BOLD5000_autoencoder

An autoencoder trained on the BOLD5000 dataset

Inspiration

Even when participants view images of living and non-living objects that they are not able to discriminate behaviorally, we are able to classify the correct categories based on the functional magnetic resonance imaging blood-oxygen-level-dependent (fMRI BOLD) responses above chance level. In short, the BOLD response provides more information than behavior in classifying the categories. While significant, the area under the receiver operating characteristic curve (ROC AUC) is low, so we sought to utilize transfer learning (Yosinski et al., 2014 https://arxiv.org/pdf/1411.1792.pdf) to improve the performance. Yosinski et al.’s work was based on supervised machine learning, but a system trained with unsupervised machine learning is more generalizable (Bengio, 2012 http://proceedings.mlr.press/v27/bengio12a/bengio12a.pdf). Thus we trained an autoencoder which is an unsupervised machine learning algorithm that consists of two parts: an encoder and a decoder. An encoder extracts “features” that compresses the input, and then the decoder reconstructs the input based on the extracted “features”.

Requirements

Python 3.5+
mricrogl - convert dcm to nii.gz, dcm2niix package
mricon - convert dcm to nii.gz, particularly for structural scans, dcm2nii package
FSL 5.0.10
Freesurfer 6.0.0 (optional for structural scan processing)
AFNI - stable version

Python libraries

mne: 0.22.0
numpy: 1.19.2 {blas=mkl_rt, lapack=mkl_rt}
scipy: 1.6.0
matplotlib: 3.3.2 {backend=module://ipykernel.pylab.backend_inline}
sklearn: 0.23.2
nibabel: 3.2.1
nilearn: 0.7.0
pandas: 1.2.0
pytorch: 1.7.1

Checklist:

Download and preprocess the BOLD5000 dataset
Get relevant volumes from the preprocessed data
Train a simple autoencoder with the data
Train a variational autoencoder with the data
Train a convolutional neural network using the pretrained simple autoencoder with the BOLD data and images
Examine the generalizability of the simple/variational autoencoder to a new fMRI dataset, using the autoencoder as a "feature extractor"

Step 0. Download data

Link to download the data: https://figshare.com/articles/BOLD5000/6459449

Please note: only "Unfiltered" data were used.

Step 0.1. Unzip

Step 0.2. Convert dcm to nii.gz (nipype, mricrogl and mricon are needed)

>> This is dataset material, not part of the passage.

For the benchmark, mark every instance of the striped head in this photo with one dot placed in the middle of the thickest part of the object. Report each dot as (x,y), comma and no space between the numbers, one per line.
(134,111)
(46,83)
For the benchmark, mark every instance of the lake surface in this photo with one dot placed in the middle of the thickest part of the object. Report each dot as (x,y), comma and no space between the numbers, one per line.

from nipype.interfaces.dcm2nii import Dcm2niix
converter = Dcm2niix()
converter.inputs.source_dir = os.path.abspath(dcm_files_in_a_folder)
converter.inputs.output_dir = new_output_directory # must create before running converter
converter.inputs.bids_format = True
converter.inputs.single_file = True
converter.inputs.crop = False
print(converter.cmdline)
converter.run()

Step 1. Preprocessing pipeline of the functional scans (nipype, fsl, and freesurfer are needed)

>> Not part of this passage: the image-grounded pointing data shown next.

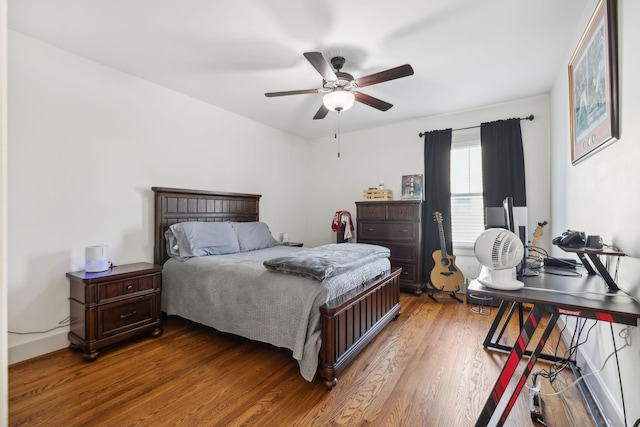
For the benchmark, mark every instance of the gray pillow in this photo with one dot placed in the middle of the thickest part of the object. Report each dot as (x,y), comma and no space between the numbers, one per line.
(194,239)
(253,236)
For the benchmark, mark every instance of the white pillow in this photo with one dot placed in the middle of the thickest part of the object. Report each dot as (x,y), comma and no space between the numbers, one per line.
(194,239)
(253,236)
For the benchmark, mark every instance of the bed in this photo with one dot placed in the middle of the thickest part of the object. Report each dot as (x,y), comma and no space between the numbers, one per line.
(339,324)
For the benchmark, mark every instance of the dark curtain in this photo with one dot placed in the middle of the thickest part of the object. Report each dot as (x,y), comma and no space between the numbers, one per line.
(502,162)
(437,189)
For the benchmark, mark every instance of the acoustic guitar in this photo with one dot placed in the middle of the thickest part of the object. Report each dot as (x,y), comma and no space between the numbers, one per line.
(445,274)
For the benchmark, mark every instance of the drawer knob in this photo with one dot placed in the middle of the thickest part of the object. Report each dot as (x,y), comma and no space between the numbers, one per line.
(124,316)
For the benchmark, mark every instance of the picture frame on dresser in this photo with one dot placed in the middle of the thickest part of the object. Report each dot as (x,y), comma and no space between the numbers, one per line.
(412,186)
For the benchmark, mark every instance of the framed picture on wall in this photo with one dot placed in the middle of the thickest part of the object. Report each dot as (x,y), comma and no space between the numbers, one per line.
(411,187)
(593,84)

Step 1.1. MCFLIRT, susan smoothing etc. For details of the pipeline, click here

Step 1.2. ICA AROMA and denoising - you have to download the GitHub repository to go with the data (nipype, fsl, and ICA AROMA github repo needed)

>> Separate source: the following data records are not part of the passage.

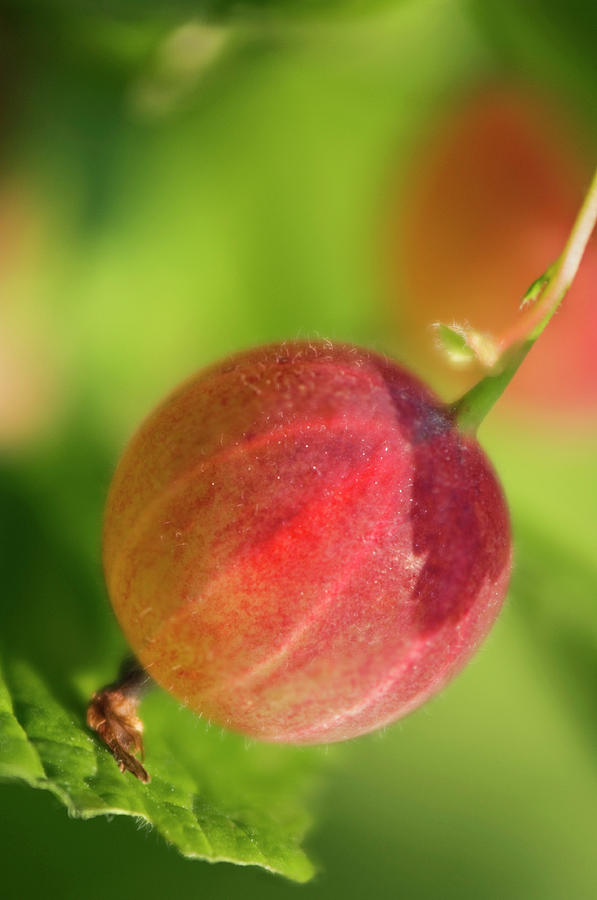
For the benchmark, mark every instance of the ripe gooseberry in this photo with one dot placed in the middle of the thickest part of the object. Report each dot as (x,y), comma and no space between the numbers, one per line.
(302,546)
(510,150)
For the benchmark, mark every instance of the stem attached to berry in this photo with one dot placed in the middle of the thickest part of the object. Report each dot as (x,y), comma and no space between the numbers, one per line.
(112,713)
(470,410)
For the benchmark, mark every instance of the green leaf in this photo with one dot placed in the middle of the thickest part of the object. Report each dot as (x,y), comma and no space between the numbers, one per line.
(553,592)
(213,795)
(464,345)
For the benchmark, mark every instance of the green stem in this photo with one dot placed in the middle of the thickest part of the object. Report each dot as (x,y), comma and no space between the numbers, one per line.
(470,410)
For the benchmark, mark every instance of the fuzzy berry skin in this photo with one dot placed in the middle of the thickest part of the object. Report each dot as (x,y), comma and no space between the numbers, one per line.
(301,546)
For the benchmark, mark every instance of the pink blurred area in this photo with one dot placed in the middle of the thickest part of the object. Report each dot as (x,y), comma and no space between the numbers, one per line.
(490,198)
(28,369)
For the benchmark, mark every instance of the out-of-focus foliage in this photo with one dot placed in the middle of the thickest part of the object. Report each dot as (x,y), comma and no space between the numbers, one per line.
(188,190)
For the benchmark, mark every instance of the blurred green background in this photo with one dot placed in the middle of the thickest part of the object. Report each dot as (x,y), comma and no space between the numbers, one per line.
(180,181)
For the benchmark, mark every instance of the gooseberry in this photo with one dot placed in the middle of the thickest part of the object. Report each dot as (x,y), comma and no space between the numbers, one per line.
(489,201)
(302,546)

from nipype.interfaces.fsl import ICA_AROMA

# get the subject name
sub_name = np.unique(re.findall(r'CSI\d',picked_data))[0]

# get the session and run
n_session = np.unique(re.findall(r'Sess-\d+',picked_data))[0]
n_run = np.unique(re.findall(r'Run-\d+',picked_data))[0]

# get the file of the first run of the first session. Why? Because ICA AROMA takes the structural files and structural scans are only processed when the first run of the first session is processed. 
run1 = 'Run-1_'
session1 = 'Sess-1_'
first_run = os.path.abspath([item for item in glob(os.path.join(data_dir,
                              "*",
                              "*",
                              "*.nii.gz")) if \
            (sub_name in item)\
            and (session1 in item)\
            and (run1 in item)][0])
first_run_dir = '/'.join(first_run.split('/')[:-1])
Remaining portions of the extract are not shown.